I have a set of data (population) with individuals that have signed up to be a part of a group. When they signed up they gave some background information, leaving me with 5 variables that I am mostly focusing on. 

What I want to do is create 4 equally sized groups that are as representative for the whole population as possible. That is, I want to create 4 homogenous groups. 

Also, I have some other columns in the dataset that are important in handling/using the dataset. I would like this information to be included in each of the groups (subsamples) so that they still match the respondent that they should belong to. 

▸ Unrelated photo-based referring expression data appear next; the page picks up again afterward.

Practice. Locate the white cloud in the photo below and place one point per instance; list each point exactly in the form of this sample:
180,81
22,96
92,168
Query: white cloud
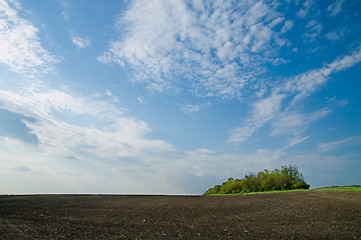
336,7
81,42
295,89
208,47
20,47
189,108
295,122
314,29
332,36
326,147
263,111
306,8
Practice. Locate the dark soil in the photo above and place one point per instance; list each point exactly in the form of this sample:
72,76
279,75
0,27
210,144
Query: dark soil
297,215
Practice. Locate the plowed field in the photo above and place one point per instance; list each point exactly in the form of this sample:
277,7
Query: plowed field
298,215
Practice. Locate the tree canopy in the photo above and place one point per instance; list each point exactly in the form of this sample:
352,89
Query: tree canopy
286,178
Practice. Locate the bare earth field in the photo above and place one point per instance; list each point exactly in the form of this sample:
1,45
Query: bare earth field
297,215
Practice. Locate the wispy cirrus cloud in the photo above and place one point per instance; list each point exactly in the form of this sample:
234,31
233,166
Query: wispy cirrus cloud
81,42
294,90
336,7
20,47
215,48
329,146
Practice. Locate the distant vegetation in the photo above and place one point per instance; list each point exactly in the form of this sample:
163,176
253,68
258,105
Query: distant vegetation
286,178
351,188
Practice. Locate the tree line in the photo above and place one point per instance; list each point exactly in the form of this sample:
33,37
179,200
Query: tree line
286,178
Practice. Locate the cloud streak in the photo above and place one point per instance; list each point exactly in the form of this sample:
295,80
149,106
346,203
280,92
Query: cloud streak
213,48
20,47
296,89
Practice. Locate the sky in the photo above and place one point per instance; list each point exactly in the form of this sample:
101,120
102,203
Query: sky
176,96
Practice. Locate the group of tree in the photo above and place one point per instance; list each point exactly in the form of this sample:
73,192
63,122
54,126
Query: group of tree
286,178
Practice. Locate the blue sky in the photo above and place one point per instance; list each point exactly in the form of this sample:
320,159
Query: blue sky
174,97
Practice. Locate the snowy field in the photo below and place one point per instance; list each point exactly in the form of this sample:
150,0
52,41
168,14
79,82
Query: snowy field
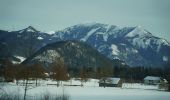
90,91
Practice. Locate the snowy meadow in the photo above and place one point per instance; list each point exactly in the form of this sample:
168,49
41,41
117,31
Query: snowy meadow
72,90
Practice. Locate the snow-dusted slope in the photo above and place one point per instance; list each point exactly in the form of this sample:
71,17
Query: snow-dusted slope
134,45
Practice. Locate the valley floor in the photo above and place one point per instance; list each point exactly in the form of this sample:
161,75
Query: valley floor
87,92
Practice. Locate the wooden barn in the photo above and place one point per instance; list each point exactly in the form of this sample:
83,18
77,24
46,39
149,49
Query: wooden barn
110,82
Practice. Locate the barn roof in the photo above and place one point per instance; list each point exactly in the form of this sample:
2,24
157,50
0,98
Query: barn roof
152,78
111,80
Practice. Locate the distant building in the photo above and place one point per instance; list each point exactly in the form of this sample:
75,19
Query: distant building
152,80
110,82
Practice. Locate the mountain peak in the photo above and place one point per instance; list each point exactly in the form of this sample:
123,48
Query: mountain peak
28,29
139,32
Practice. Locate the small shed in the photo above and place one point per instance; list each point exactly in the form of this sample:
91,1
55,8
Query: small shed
110,82
152,80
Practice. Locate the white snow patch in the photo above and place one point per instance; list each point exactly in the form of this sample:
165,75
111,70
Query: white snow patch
50,32
89,34
92,92
48,56
139,86
165,58
30,30
40,38
115,50
21,58
138,31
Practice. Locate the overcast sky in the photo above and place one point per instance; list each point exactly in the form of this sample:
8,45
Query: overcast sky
47,15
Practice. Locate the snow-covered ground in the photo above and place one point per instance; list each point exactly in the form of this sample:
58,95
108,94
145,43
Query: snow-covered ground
90,91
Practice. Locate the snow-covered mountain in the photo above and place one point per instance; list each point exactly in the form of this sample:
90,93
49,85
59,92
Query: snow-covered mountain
74,54
18,45
134,45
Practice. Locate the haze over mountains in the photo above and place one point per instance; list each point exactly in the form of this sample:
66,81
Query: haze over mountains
133,45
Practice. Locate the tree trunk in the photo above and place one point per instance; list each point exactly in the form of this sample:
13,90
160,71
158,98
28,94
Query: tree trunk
36,81
25,92
58,83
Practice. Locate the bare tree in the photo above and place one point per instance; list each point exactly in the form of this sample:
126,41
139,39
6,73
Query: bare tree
83,74
37,72
59,72
104,72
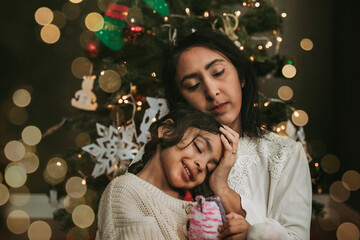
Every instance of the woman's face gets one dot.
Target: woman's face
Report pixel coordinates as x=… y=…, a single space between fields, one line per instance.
x=209 y=82
x=186 y=164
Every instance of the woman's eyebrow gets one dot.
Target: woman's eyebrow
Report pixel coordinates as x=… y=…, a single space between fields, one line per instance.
x=191 y=75
x=207 y=66
x=213 y=62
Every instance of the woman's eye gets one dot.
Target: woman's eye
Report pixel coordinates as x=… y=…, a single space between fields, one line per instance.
x=197 y=147
x=192 y=88
x=219 y=73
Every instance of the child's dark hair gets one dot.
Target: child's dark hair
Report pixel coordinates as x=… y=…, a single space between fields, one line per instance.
x=216 y=40
x=182 y=118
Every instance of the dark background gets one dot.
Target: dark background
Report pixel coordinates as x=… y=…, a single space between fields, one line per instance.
x=326 y=85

In short: How can I create four homogenous subsamples that are representative of the population, using only selected variables from the dataset?

Cheers, K

Best Answers

  • Marco_Barradas
    Marco_Barradas
    Altair Employee
    Answer ✓
    Hi @Kristjan_Mar it seems you need to create 4 stratified samples of your data.
    For that you need to use the Split Data operator with  sampling type stratified.

    Hope that helps you.
  • Telcontar120
    Telcontar120 New Altair Community Member
    Answer ✓
    I think I am confused about your wording of your intended outcome here---"as representative of the whole population as possible" and "homogeneous" are typically not synonymous.  If you want the groups to be as representative of the whole as possible, you basically want random subsets, which you can accomplish easily by Split Data and choosing sampling type of shuffled. You would only need to select the sampling type of stratify if you first choose a nominal attribute as your label to stratify on, and you want to make sure that each resulting partition contains the same proportions of these label classes.  I suggest you have a look at the tutorial and help explanation of the Split Data operator. (You can use Select Attributes prior to the split to only bring in the 5 attributes that you are interested in if you only want to look at those).

Answers

  • Marco_Barradas
    Marco_Barradas
    Altair Employee
    Answer ✓
    Hi @Kristjan_Mar it seems you need to create 4 stratified samples of your data.
    For that you need to use the Split Data operator with  sampling type stratified.

    Hope that helps you.
  • Telcontar120
    Telcontar120 New Altair Community Member
    Answer ✓
    I think I am confused about your wording of your intended outcome here---"as representative of the whole population as possible" and "homogeneous" are typically not synonymous.  If you want the groups to be as representative of the whole as possible, you basically want random subsets, which you can accomplish easily by Split Data and choosing sampling type of shuffled. You would only need to select the sampling type of stratify if you first choose a nominal attribute as your label to stratify on, and you want to make sure that each resulting partition contains the same proportions of these label classes.  I suggest you have a look at the tutorial and help explanation of the Split Data operator. (You can use Select Attributes prior to the split to only bring in the 5 attributes that you are interested in if you only want to look at those).

  • Kristjan_Mar
    Kristjan_Mar New Altair Community Member
    Thank you @MarcoBarradas and @Telcontar120!